Photodynamic performance and anti-lung cancer effect of novel chlorin compounds
10.12206/j.issn.2097-2024.202304011
- VernacularTitle:新型二氢卟吩化合物的光动力性能及其抗肺癌作用研究
- Author:
Yan QIU
1
;
Hao WU
1
;
Yafen DONG
1
;
Ye CHEN
1
;
Jian WANG
1
;
Hui JIN
1
Author Information
1. Department of Pharmacy, b. Department of Hospital Infection, Shanghai Pudong New Area People’s Hospital, Shanghai 201299, China.

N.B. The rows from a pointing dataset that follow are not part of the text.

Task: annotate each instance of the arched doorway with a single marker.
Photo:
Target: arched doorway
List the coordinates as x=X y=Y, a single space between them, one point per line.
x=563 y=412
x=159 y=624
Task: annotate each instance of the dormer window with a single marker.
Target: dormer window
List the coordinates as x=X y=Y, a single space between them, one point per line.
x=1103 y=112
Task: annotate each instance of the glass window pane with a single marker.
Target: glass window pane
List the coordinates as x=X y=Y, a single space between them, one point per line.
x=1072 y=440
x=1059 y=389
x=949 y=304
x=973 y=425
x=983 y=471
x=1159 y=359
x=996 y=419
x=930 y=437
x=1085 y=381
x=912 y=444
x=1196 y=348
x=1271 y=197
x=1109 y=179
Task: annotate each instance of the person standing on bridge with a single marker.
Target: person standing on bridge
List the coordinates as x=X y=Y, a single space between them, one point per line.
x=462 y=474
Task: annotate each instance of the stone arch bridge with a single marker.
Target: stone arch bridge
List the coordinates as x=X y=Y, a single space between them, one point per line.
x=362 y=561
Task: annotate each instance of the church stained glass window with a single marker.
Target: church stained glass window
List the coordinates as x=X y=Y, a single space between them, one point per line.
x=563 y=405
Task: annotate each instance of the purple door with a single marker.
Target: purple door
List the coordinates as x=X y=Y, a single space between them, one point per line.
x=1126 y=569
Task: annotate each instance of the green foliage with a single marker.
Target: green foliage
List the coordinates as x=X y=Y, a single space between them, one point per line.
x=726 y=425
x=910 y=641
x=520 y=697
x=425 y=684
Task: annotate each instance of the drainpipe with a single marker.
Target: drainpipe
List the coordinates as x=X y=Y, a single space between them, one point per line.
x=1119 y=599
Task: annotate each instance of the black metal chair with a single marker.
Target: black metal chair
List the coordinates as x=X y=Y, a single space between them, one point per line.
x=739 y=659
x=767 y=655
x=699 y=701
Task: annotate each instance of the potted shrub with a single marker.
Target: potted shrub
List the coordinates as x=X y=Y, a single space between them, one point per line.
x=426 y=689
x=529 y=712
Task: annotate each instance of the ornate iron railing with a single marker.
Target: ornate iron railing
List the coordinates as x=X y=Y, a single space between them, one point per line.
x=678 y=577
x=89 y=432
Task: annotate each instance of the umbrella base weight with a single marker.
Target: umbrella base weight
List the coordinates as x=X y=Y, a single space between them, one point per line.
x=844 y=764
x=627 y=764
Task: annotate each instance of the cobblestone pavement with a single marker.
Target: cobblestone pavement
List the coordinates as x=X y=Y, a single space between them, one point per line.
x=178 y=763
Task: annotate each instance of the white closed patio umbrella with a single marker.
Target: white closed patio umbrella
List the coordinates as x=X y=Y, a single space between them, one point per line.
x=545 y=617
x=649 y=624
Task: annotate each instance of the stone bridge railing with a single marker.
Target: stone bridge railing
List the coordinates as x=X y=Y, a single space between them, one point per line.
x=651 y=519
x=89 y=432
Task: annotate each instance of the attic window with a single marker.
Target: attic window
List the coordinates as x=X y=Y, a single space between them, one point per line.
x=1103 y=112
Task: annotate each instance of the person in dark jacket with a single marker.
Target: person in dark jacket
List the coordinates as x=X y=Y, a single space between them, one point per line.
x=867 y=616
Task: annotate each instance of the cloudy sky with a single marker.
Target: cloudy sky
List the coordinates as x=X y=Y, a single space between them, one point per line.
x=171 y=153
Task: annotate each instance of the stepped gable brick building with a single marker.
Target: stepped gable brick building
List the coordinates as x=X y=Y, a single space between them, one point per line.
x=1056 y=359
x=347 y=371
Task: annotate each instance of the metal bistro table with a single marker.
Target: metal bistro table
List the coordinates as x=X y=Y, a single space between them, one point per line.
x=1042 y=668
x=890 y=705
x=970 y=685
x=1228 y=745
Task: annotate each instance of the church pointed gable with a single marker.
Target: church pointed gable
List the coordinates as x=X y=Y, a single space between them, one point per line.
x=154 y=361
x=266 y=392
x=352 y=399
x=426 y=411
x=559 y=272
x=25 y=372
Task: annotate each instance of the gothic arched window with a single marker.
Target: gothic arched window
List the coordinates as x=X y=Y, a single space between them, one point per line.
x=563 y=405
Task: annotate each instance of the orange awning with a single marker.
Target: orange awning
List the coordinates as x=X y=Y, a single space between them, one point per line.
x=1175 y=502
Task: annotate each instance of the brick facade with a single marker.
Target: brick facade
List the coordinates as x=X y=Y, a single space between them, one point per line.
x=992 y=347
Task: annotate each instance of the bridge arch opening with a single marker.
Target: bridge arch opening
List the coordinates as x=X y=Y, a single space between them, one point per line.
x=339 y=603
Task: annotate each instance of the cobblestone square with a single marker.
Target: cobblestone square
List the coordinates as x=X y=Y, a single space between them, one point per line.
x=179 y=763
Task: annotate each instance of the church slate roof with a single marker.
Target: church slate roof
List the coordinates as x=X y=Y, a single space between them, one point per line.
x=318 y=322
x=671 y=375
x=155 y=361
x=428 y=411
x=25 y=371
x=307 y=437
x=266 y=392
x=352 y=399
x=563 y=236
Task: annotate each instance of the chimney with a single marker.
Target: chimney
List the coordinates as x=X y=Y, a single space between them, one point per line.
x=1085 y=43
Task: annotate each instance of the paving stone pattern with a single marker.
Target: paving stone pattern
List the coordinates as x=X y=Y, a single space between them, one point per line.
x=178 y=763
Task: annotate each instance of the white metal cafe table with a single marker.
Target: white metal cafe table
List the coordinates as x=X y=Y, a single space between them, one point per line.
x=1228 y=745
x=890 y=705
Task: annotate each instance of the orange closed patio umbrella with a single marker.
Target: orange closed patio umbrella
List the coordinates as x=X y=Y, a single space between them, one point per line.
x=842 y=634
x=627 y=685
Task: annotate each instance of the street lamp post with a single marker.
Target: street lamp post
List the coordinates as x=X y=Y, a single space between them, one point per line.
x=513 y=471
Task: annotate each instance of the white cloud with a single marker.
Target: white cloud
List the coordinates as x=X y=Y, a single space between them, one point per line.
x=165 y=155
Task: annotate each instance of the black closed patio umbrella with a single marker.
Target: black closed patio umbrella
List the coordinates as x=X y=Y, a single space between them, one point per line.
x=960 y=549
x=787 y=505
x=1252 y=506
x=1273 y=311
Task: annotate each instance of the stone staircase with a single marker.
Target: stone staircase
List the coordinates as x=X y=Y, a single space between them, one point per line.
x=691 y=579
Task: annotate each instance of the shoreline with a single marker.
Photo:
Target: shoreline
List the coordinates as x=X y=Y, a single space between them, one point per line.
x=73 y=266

- Publication Type:Originalarticles
- Keywords:
lung cancer;
chlorin;
photodynamic therapy;
pharmacological evaluation
- From:
Journal of Pharmaceutical Practice and Service
2026;44(1):39-45
- CountryChina
- Language:Chinese
-
Abstract:
Objective To study the photodynamic performance and the killing effect of photodynamic therapy on lung cancer of novel chlorin compounds 2-(4-(5,15,20-triphenyl-7H,8H-porphyrin-10-yl) phenoxy) acetic acid(D1)and 4-(4-(5,15,20-triphenyl-7H,8H-porphyrin-10-yl) phenoxy) butanoic acid (D2). Methods The ultraviolet visible absorption spectrum and fluorescence spectrum of D1 and D2 were determined. The singlet oxygen generation capacity of D1 and D2 was measured by using DPBF as singlet oxygen capture agent. Fluorescence assay was used to detect the cellular phagocytosis rate of the compounds in A549 cells, and MTT assay was used to detect their dark toxicity and phototoxicity. A nude mouse model of lung cancer was established to investigate the antitumor activity of the compounds mediated photodynamic action in vivo, and the blood concentration of D2 in nude mice, its distribution in tumor tissue and skin tissue were further detected. Results D1 and D2 had strong absorption at 652 nm with the best excitation wavelength at 429 nm and 427 nm, and the optimal emission wavelength was at about 659 nm. They also had a higher singlet oxygen generation rate than the control drug m-THPC. D1 and D2 had no dark toxicity at concentrations below 10 μmol/L, and could be ingested by A549 cells, basically reaching saturation in 18~24 hours. After laser irradiation at 650 nm wavelength, D1 and D2 showed significant antitumor activity in vivo and in vitro (P<0.01). However, D2 could selectively accumulate in tumor tissues after administration, and the optimal treatment time was less than 30 min after administration. Conclusion D2 had excellent photodynamic antitumor activity and could selectively aggregate in tumor tissues, which had the potential to be a candidate drug for photosensitizer and treatment of lung cancer with independent intellectual property rights, and was worth further research.